The switch is provided with a wiring schematic that is for the proper installation and use with a 12volt negative ground system. When utilizing this switch with a 6-volt positive ground system the power to the flasher will connect to the negative battery terminal or your hot terminal block of your original wiring harness. A 6-volt flasher unit must be used, and the indictor bulb in the switch replaced with a 6-volt bulb if you plan to use the internal indicator.
If wiring this switch to our 22-circuit or 12-circuit wiring harnesses or similar style harness you have several options:
- Use the harness supplied two prong flasher and left/right turn indicators in your dash/gauge cluster
- Use the harness supplied two prong flasher and a pair of 1/4-watt diodes between the left and right indicator wires connected to the switch's yellow wire (silver band on diode to yellow wire)
- Use a three-prong flasher and connect the switch's yellow wire to the "P" terminal of the flasher to use the indicator integrated into the switch
This turn signal switch is designed to work with standard incandescent bulbs but will work with modern LED bulbs if dummy load resistors are used inline with the LED turn signal bulbs. Dummy load resistors should be installed in the front light circuits to prevent excessive heating during times that the brake may be applied for extended time (such as stopped at a stop light). An alternative method is to use a two-prong LED flasher unit with ground wire; however this is only an option when a modern wiring harness in the car is used.
The turn signal switch is grounded through the mounting clamp, so your steering column MUST have a solid ground connection. If your column is painted or secured in a rubber isolated mount we recommend running a dedicated ground wire under the mounting clamp to a solid chassis ground. This will often solve problems of the integral indicator not illuminating as well.
The orange wire is optional for brake light pass through (where your brake and turn use the same filament in an 1157 bulb for example). If your turn and brake lights are separate lamps this wire does not have to be connected to the output side of your brake light switch.

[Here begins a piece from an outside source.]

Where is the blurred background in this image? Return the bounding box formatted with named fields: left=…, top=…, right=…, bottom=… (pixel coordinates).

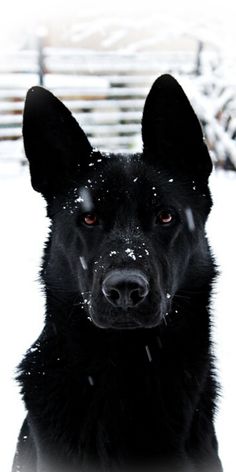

Traditionally, hazards work with the key off or on, while turn signals only work with the key on. When wiring your switch's flasher, be it a free-standing three-prong or the two-prong turn/hazard option in a modern wiring harness, understand that if you wire to a hot at all times circuit both hazard and turn signals will work with the key off. Alternatively, if you wire to an ignition switched circuit your hazards and turn signals will only work with the key on.